Selon les termes de l’article 544 du Code civil, de nombreuses lois sont admises en limitation du droit de propriété, notamment en matière d’urbanisme.

Le Conseil constitutionnel se contente alors de veiller à ce que ces limitations ne violent pas le droit de propriété tel que défini à l’article 17 de la DDHC du 26 août 1789.

 

1. Les limites en matière d’expropriation

Les expropriations doivent impérativement être justifiées, c’est-à-dire qu’elles doivent correspondre à une nécessité publique, légalement constatée (article 17 DDHC).

Dès 1804, le Code civil avait ainsi envisagé l’expropriation. En effet, l’article 545 autorise l’expropriation « pour cause d’utilité publique » et non plus de « nécessité publique » pourtant visée par la DDHC.

Le juge administratif est appelé à se pencher sur la déclaration d’utilité publique (DUP), en cas d’annulation, pour pallier l’abus de la puissance publique, l’article L. 12-5 du Code de l’expropriation prévoit : 

« Tout exproprié peut faire constater par le juge de l’expropriation que l’ordonnance portant transfert de propriété est dépourvue de base légale. »

Il existe cependant des cas particuliers sans nécessité de recourir à l’expropriation et dont les effets sont sensiblement identiques sans pour autant indemniser le propriétaire lésé : remembrement, servitude administrative, incorporation au domaine public, réquisition, règles d’urbanisme…

 

2. Les limites en matière de nationalisations

 

Le préambule de la Constitution de 1946 énonce :

« Tout bien, toute entreprise, dont l’exploitation a ou acquiert les caractères d’un service public national ou d’un monopole de fait doit devenir la propriété de la collectivité. »

Ce texte a ainsi permis d’encadrer la vague importante de nationalisations des années 1945 et 1946, lorsque le Parti Communiste Français faisait partie du Gouvernement Provisoire de la République Française et des gouvernements successifs.

Sur cette même base la gauche, revenue au pouvoir en 1981, espérait en faire autant. Le gouvernement socialiste de Pierre Mauroy comptait quatre ministres communistes.

L’opposition parlementaire de droite introduisit un recours devant le Conseil constitutionnel pour voir juger illégales les nationalisations de 1981-1982.

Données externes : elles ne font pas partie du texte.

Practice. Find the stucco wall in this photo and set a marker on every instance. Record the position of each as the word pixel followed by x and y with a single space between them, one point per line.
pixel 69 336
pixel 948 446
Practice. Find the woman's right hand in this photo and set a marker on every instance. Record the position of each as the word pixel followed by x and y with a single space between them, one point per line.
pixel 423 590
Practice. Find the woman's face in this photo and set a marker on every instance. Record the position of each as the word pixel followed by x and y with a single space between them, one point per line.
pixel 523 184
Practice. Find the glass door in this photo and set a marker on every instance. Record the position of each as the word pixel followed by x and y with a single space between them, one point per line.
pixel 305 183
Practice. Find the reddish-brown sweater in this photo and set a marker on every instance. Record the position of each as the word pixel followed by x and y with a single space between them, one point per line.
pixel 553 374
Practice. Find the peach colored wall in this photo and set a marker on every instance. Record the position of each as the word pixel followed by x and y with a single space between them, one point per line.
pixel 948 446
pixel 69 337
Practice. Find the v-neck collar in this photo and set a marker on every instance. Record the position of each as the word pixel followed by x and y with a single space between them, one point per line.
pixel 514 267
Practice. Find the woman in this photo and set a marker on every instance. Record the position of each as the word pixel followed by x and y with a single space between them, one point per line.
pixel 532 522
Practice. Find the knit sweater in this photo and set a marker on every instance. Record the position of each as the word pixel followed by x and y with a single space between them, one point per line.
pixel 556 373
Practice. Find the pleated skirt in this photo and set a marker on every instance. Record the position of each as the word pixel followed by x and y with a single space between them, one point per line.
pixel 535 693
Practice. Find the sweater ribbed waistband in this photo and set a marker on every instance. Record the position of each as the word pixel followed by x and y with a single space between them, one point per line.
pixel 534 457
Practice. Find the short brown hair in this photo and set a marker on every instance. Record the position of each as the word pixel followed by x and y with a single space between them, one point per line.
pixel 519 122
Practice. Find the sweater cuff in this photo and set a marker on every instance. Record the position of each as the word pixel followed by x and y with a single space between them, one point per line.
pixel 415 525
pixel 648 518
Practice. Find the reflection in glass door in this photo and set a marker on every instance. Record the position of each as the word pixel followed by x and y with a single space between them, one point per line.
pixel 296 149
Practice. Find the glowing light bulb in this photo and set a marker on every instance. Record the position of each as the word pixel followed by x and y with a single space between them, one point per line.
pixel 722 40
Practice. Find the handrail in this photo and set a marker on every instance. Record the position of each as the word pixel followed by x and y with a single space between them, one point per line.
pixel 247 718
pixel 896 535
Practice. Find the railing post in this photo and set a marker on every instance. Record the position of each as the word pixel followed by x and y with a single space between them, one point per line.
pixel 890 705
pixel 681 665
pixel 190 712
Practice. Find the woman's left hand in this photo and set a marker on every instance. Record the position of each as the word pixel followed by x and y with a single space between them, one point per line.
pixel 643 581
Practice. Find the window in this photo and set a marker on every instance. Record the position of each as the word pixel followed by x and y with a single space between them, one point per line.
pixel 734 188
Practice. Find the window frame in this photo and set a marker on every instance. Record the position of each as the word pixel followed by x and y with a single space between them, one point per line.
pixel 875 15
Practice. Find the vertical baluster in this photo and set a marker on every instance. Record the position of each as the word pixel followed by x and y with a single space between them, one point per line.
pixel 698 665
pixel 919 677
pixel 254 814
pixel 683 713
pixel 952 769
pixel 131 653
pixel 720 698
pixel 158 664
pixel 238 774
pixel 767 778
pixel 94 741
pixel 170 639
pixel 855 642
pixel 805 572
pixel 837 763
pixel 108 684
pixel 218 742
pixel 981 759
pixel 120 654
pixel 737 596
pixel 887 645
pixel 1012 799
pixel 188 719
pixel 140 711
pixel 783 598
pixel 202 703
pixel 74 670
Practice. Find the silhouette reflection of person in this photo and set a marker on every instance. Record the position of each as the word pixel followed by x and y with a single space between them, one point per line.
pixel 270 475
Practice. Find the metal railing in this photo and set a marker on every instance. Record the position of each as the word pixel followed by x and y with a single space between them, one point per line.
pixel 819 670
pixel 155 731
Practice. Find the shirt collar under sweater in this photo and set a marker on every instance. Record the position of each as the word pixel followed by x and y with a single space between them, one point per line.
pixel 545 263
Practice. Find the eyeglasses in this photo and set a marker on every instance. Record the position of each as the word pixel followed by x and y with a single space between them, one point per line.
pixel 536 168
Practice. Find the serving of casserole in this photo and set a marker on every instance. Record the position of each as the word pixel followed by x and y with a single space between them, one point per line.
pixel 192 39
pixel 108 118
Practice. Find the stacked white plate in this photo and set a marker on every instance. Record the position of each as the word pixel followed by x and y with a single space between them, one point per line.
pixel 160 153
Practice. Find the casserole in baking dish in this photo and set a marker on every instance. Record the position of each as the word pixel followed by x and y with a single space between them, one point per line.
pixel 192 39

Le Conseil constitutionnel a alors rendu cette importante décision du 16 janvier 1982, affirmant :

–   que le droit de propriété est un droit fondamental ;

–  que les nationalisations ne sont pas limitées aux cas prévus dans la préambule de 1946 ;

–  que le législateur doit respecter les principes de la DDHC de 1789.

 

Aussi, sauf erreur manifeste d’appréciation, le Conseil constitutionnel laisse le législateur seul juge de l’intérêt général.

A contrario, le Conseil constitutionnel a déclaré dans sa décision du 25-26 juin 1986 (privatisations) que les services publics fondamentaux inhérents à l’Etat n’étaient pas privatisables.

Désormais, en matière politique le terme de privatisation a disparu. Le gouvernement issu des élections législatives de 1997 pratique les privatisations en les nommant « ouverture du capital ». Cela relève plus d’un combat sémantique que d’une lutte économique.

Force est de conclure que le Conseil constitutionnel est le juge suprême en matière de droit de propriété dont le caractère fondamental a été consacré.

Toutefois, émerge aujourd’hui un « droit au logement ». Il serait intéressant de voir comment le juge va apprécier l’opposition entre le droit de propriété, liberté fondamentale, et le « droit au logement » qui a été déclaré comme objectif de valeur constitutionnel. En effet, jusqu’à présent, l’autorité publique, par voie d’exception pouvait porter atteinte à la propriété publique. Désormais, si le législateur suivait la piste initiée par le Conseil constitutionnel, une personne physique de droit privé pourrait porter atteinte au droit de propriété individuel, et ce malgré les garanties accordées par la DDHC.